L'armée du surf 7. La vague qui vous emporte, c’est nous Stampa
Sociologia
Scritto da Internazionale surfista   
Martedì 01 Ottobre 2013 11:45

Traduzione di Annie e Walter Gamet


« Rendez-vous ! »

La vague qui vous emporte, c’est nous, nous les surfeurs qui l’attendons. Nous sommes les cauchemars qui nous épouvanteraient si nous n’avions appris à les dominer. Nous sommes étudiants, précaires, candidats chercheurs, cerveaux toujours en cavale, intelligences non mesurables. La crise est notre compagne, nous sommes nés avec elle, elle ne nous fait pas peur. Nous l’avons déjà payée, maintenant, ce n’est plus notre affaire.

Nous, on s’est construit un corps collectif, avec les savoirs qu’on a socialisés, les désirs qu’on a partagés, la joie qu’on ne veut pas se voir ôter, les décisions qu’on sait prendre. La vague, c’est nous.

Nous sommes restés décontenancés en nous regardant, nous retrouvant sans nous connaître, nous mettant ensemble en mouvement instinctivement, chacune et chacun se reconnaissant dans l’autre et la marée monte.

Gares, places, rues bloquées, c’est une inondation. Nous, la crise, on ne la paiera pas ! Plus question de réprimer nos désirs, vous ne pouvez plus l’exiger. On a donné, à présent on veut prendre : prendre ce qui nous revient, ce qu’on a déjà gagné, ce qu’on a inventé.

C’est la crise et nous, on déborde de joie. Ou mieux : c’est notre joie de vivre débordante qui va provoquer la crise. On n’est pas à votre disposition, on veut renégocier les conditions, donnez-nous les sous que vous nous devez et la liberté que vous nous volez.

Rendez-vous ! Vous êtes essoufflés. Vous nous courez après, vous avez du retard, vous ne savez plus comment faire pour nous arrêter et vous avez recours à toutes les pièces du répertoire, du vintage (kossiga ki ça ?!)1 au fasciste remixé (un coup de verni au bâton et te voilà comme neuf, vieille merde !). Mais les truquages ne fonctionnent plus. Pas la peine de temporiser. Rendez-vous ! Vous ne servez à rien.

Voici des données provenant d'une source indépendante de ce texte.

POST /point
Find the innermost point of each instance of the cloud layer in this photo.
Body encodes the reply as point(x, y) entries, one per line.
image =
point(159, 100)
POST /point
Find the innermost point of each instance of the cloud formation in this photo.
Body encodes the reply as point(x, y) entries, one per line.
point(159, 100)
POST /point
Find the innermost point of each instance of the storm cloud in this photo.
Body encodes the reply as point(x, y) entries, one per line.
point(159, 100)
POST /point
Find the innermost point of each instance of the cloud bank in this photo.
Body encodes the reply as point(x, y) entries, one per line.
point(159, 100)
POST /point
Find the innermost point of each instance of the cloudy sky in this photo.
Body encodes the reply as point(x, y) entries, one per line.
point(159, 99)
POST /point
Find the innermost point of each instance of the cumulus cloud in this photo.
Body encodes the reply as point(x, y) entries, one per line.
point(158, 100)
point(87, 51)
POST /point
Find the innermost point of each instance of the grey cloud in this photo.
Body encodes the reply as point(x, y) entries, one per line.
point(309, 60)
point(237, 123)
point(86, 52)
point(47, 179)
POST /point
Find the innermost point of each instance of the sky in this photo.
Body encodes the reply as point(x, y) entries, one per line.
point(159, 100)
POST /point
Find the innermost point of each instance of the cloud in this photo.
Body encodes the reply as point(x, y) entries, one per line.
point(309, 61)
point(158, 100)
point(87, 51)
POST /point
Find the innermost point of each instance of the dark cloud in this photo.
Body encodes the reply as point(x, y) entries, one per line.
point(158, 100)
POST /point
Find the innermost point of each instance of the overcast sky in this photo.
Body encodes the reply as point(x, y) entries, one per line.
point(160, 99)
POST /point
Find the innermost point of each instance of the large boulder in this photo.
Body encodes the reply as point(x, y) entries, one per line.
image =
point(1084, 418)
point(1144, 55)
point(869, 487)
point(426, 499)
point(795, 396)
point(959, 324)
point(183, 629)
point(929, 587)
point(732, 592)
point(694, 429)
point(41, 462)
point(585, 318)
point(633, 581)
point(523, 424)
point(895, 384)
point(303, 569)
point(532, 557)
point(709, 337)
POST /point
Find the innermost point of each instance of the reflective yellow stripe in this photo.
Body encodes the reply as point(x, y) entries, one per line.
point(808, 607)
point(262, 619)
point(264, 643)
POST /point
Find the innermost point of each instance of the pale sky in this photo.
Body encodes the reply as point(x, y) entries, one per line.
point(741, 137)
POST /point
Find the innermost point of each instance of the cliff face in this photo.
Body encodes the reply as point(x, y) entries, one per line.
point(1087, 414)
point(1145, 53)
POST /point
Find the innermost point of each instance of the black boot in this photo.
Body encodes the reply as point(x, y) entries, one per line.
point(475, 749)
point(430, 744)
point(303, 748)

Les intimidations ou les médiations sont inutiles, les délégations ou les synthèses extravagantes aussi, personne ne nous représentera. L’université, c’est nous qui la réformerons, le laboratoire est ouvert en permanence, inventant de nouvelles règles ; nous savons combien d’intérêts tournent autour du savoir, nous ne menons ni un combat d’arrière-garde pour les mandarins et leur système féodal de vassaux, d’arrière-vassaux et vassaux d’arrière-vassaux, ni une croisade empreinte d’idéalisme romantique et déconnectée des aspects matériels en jeu : le savoir que nous produisons, c’est de la richesse et on est en train de nous la voler, nous casserons les horloges et les balances qui mesurent les connaissances et fixent les échéances du remboursement de notre dette, nous casserons les règles de notre exploitation.

Nous sommes trop rapides pour être capturés, trop productifs pour être exploités, trop impétueux pour être stoppés. Notre joie de vivre, c’est votre crise.

L’armée du surf, c’est nous et on habite les plis de la vague.

Rendez-vous ! Vous êtes cernés.

1. Francesco Cossiga (1928-2010) : un des hommes politiques les plus controversés d’Italie. L’auteur écrivant Kossiga avec un K, lettre étrangère à l’alphabet italien, mais très utilisée en Allemagne, veut souligner le caractère autoritaire, voire nazi qui, selon lui, est propre au personnage (cf. annexe : contexte historique).